In summary, the processing of EBF messages involves validating transactions, extracting and deserializing EBF messages, locating and executing contract methods, making necessary state changes to the blockchain, and preventing replay attacks through the use of transaction signatures.
The validation of transactions constitutes a critical step in processing blocks within the EBF infrastructure. Upon adding a new block to the blockchain, it is imperative to ascertain the validity of the transactions contained within it and to ensure they conform to the regulations stipulated by the EBF platform. This validation procedure comprises a comprehensive review of the EBF messages and the digital signatures embedded within them, an examination of the transaction inputs and outputs, and a check to ensure the absence of double-spending and invalid EBF states. The nodes within the network undertake the validation process and participate in the consensus protocol, arriving at a collective agreement on the veracity of the transactions within the block. Upon successful validation, the transactions are appended to the block and propagated to the other nodes within the network. The block processing mechanism within the EBF infrastructure closely resembles that of the conventional blockchain, with the additional layer of EBF validation superimposed upon it.
The proper execution of smart contracts constitutes another pivotal aspect of block processing on the EBF infrastructure. Smart contracts represent self-executing software programs that operate on the blockchain and automate the execution of predetermined rules and conditions. This feature is deemed essential for the EBF platform, as it facilitates the integration of more sophisticated features that can interact with the network in real-time. The execution of smart contracts entails the validation of the input data that is passed through messages, the execution of the underlying code, and the updating of the contract state. The nodes within the network undertake the task of executing smart contracts, where they execute the contract code and arrive at a consensus on the updated contract state.

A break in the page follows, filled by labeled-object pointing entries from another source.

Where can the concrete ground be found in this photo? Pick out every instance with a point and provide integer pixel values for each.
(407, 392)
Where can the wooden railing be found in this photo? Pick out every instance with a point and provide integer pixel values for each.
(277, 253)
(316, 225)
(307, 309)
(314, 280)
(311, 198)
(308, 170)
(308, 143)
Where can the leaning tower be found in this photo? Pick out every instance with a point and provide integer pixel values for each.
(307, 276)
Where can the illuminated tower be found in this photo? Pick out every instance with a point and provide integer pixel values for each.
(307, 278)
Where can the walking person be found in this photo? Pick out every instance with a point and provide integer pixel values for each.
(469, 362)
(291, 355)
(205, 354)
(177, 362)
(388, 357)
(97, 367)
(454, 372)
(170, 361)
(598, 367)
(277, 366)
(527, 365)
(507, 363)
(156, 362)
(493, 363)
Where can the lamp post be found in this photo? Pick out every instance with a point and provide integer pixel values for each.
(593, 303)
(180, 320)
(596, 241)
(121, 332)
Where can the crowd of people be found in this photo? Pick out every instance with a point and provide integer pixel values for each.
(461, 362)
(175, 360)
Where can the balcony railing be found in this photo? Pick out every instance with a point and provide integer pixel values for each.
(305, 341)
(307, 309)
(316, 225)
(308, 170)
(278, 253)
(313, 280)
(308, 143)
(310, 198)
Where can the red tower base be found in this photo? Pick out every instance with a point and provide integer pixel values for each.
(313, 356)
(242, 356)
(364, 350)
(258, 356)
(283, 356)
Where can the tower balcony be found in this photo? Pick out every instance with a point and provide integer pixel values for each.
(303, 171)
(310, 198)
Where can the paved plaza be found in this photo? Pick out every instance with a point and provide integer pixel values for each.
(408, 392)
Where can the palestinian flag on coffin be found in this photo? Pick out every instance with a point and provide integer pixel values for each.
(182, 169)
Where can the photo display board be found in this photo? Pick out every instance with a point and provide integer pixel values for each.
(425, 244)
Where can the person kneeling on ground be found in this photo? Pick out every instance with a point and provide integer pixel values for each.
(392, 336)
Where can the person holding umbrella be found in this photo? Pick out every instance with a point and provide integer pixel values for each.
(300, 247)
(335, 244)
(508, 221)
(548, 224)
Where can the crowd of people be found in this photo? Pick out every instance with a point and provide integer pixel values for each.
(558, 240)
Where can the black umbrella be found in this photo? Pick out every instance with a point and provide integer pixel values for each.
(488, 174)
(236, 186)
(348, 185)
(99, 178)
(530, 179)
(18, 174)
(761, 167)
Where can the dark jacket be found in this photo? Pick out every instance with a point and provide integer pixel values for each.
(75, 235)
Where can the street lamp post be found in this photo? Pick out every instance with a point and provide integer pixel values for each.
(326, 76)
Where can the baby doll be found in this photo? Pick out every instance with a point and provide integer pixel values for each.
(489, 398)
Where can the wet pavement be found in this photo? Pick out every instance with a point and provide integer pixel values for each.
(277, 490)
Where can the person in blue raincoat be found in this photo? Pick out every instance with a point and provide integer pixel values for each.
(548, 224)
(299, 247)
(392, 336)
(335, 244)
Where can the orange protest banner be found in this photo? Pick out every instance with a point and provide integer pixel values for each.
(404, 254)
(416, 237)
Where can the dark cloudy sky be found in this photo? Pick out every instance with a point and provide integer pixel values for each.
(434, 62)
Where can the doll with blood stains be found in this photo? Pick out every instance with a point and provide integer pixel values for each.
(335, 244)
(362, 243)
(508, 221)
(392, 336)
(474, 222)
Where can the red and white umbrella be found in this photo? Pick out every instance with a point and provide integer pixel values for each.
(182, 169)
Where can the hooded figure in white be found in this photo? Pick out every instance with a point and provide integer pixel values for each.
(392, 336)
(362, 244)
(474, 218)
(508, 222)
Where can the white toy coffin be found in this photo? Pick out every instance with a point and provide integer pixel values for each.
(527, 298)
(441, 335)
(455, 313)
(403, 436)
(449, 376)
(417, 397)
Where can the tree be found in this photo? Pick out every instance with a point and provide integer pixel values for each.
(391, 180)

State management is another crucial aspect of block processing on the EBF infrastructure. State refers to the current state of the blockchain network, which includes the balances of accounts, the state of contracts, and the current state of the consensus protocol. State management involves updating the network state based on the transactions included in the block and the execution of smart contracts. Nodes in the network perform this process by maintaining a copy of the current state of the network and updating it as new blocks are added to the blockchain. State management plays a vital role in ensuring the consistency and integrity of the blockchain network by ensuring that the current state of the network reflects the latest valid transactions and contract executions.